DuVernay praised Wrinkle in Time author Madeleine L’Engle as a “radical, interesting white woman” whose 1962 sci-fi classic blended “social commentary, spirituality and spectacle.” At a recent dinner party, the director met someone who personally knew L’Engle, who died in 2007. DuVernay found herself pulling him aside and questioning him anxiously, “What do you think she’d think of me directing this movie? With a black Meg [the book’s young female heroine, portrayed by Storm Reid]?” When the man responded that L’Engle would have loved it, she burst into happy, relieved tears.

In addition to making her own films featuring strong, diverse women in front of and behind the camera, DuVernay also continues to champion films made by other women and people of color through her six-year-old distribution platform Array, which became a nonprofit last year on the advice of Ford Foundation president Darren Walker, who said it couldn’t be as sustainable if it was fueled solely by DuVernay’s directing profits, as it had been.
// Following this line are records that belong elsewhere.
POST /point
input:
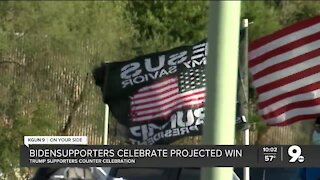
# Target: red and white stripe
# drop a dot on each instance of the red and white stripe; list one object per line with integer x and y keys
{"x": 286, "y": 73}
{"x": 163, "y": 98}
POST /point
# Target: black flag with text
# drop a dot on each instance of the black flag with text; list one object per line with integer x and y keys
{"x": 159, "y": 97}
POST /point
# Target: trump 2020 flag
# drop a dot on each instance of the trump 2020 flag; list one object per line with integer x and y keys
{"x": 158, "y": 97}
{"x": 286, "y": 73}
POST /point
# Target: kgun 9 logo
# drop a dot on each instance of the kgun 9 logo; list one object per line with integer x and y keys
{"x": 295, "y": 153}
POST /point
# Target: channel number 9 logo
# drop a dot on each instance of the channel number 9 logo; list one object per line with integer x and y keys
{"x": 295, "y": 153}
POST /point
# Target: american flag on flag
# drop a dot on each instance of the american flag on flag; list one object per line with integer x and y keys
{"x": 286, "y": 73}
{"x": 161, "y": 99}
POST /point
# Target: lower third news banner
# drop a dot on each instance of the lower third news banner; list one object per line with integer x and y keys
{"x": 169, "y": 156}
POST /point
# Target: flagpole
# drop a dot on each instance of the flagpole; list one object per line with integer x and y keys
{"x": 106, "y": 125}
{"x": 221, "y": 75}
{"x": 244, "y": 81}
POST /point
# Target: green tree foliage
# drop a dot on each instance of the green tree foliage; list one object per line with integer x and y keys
{"x": 166, "y": 24}
{"x": 47, "y": 49}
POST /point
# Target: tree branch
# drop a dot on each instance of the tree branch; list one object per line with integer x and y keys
{"x": 10, "y": 62}
{"x": 75, "y": 107}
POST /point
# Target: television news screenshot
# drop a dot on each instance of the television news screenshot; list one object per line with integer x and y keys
{"x": 159, "y": 90}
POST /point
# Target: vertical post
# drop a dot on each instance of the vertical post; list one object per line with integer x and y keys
{"x": 246, "y": 139}
{"x": 106, "y": 125}
{"x": 243, "y": 86}
{"x": 221, "y": 75}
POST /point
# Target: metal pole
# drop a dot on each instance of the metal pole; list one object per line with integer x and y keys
{"x": 244, "y": 81}
{"x": 221, "y": 75}
{"x": 106, "y": 125}
{"x": 246, "y": 138}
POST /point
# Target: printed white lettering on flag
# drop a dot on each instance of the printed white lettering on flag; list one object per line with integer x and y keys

With grants from Ford and others, DuVernay announced that Array had purchased “three stubby buildings in the textured, non-gentrified part of Echo Park” and is moving in this weekend.

Change needs to occur at multiple loci and will be driven by “passion from a large consensus of people,” DuVernay said, pointing to the tide turning in the AIDS crisis not so much by policy or government agencies but by movies and plays such as Philadelphia and Angels in America. “That’s what film can do.”

“The only thing that instigates change is audiences saying, ‘We don’t want that anymore. Black Panther, we want this,’” said DuVernay, adding that a good indication of progress beyond the surface will be, “Is this gonna do anything more than Panther 2?”